İnfaz koruma memurları göz ardı ediliyor
Covid-19 Pandemi sürecinde toplumun tüm genelinde normalleşme başlamışken Ceza İnfaz Kurumu personeli halen izolasyona tabi tutuluyor ailelerinde günlerce uzak durmak zorunda kalıyorlar. İnfaz ve Koruma Memurlarının paylaşımlarından, çocuklarının babalar gününü bile karantina binasının dışından kutladığı görüntüleri sosyal medyada sık sık gördük. Fakat diğer kurum personellerine gösterilen hassasiyetin ait oldukları bakanlık tarafından kendilerine gösterilmemesi onlar için üzücü ve bir o kadar da düşündürücü bir durum olmuştur.
YILLARDIR ŞARTLARININ İYİLEŞMESİNİ BEKLİYORLAR
Yıllardır özlük haklarının iyileştirilmesini bekleyen ve çok zor şartlarda görev yapan Ceza İnfaz Kurumları ve Denetimli Serbestlik Müdürlüklerinde görevli infaz ve koruma memurları ve diğer personellerin ümitleri gün geçtikçe tükeniyor ve aynı zamanda sorunları giderek artıyor. Seslerini duyuramamaktan şikâyetçi olan infaz ve koruma memurlarının en son 2015 yılında hazırlanan dış güvenlik yasasının da iptali ile keyifleri tamamen kaçmış durumda. Mevcut yasa TBMM alt komisyonundan geçerek Genel Kurulda görüşülmeye başlanmıştı. Ancak personelin özlük haklarını içeren maddeye gelince oylama tıkanmış ve görüşülmeye ara verilmişti. 15 Temmuz olayları neticesinde yasanın tamamen geri çekilmesi ile de umutlar yine başka bir bahara kaldı.

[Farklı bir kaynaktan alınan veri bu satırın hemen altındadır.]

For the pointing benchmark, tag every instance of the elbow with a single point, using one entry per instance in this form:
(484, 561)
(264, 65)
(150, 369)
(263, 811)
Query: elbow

EŞİTSİZLİKLER HUZURSUZLUĞA SEBEP OLUYOR
Diğer kolluk kuvvetlerine 5 yıl olarak geçmişe dönük yıllardan başlamak suretiyle verilen yıpranma hakkı Ceza İnfaz Kurumlarında görev yapan İnfaz ve Koruma Memurlarına 2,5 yıl yıpranma hakkı olarak verilmiş ve geçmişe dönük işlememiştir. Denetimli Serbestlik Müdürlüklerinde aynı statüde görev yapan infaz ve koruma memurları bu haktan garip bir şekilde tamamen mahrum bırakılmıştır. Bu durum CTE bünyesindeki İnfaz ve Koruma Memurları arasında hissedilir bir huzursuzluk yaratmıştır.

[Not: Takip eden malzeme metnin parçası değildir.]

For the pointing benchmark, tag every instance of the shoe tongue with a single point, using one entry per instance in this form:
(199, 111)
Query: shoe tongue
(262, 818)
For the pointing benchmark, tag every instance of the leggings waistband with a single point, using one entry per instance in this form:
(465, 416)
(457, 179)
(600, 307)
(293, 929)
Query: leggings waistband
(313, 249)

SÖZLER VERİLİYOR ANCAK YERİNE GETİRİLMİYOR
Hiç alakaları olmayan Genel İdare Hizmetleri sınıfında bulunan İnfaz ve Koruma Memurları görevleri ile bağdaşan Emniyet Hizmetleri sınıfına alınmayı talep ediyor. Personelin halen sendika hakkı yok ve garip bir şekilde halen 5 inci derecenin altına düşemiyorlar. Maaş karşılığı hangi dereceye düşerse düşsünler diğer memurlar gibi yeşil pasaport bile alamıyorlar. Kendilerinden daha az riskli görevlerde çalışan memurlar 3600 ek göstergeden yararlanabiliyorken, kendilerinin göz ardı edilmesine haklı olarak içerliyorlar. Adalet Tazminatlarının artacağı, özlük haklarının iyileştirileceği sözleri çok uzun yıllar boyunca duydukları sözler aslında. Ayrıca sözleşmeli personel ile kadrolu personelin hakları arasında da oldukça bariz eşitsizlikler bulunuyor. Bakanlık yetkililerine her sorduklarında aynı cevabı aldıklarını söylüyorlar.
ÇALIŞMALAR DEVAM EDİYOR.
Tabii ki tüm hükümlüler aynı riskte ve tehlikeli yapıda değil. Ama bazen medyada duyduğumuzda veya gördüğümüzde bile tüylerimizi diken diken eden, belkide gördüğümüzde yolumuzu değiştirdiğimiz riskli bireyleri Ceza İnfaz Kurumunda ıslah etmeye çalışan, salıverildikten sonra Denetimli Serbestlik Müdürlüklerinde topluma hazır hale getirmeye gayret eden İnfaz ve Koruma Memurları ve diğer personel artık hak ettikleri hakları almak istiyor.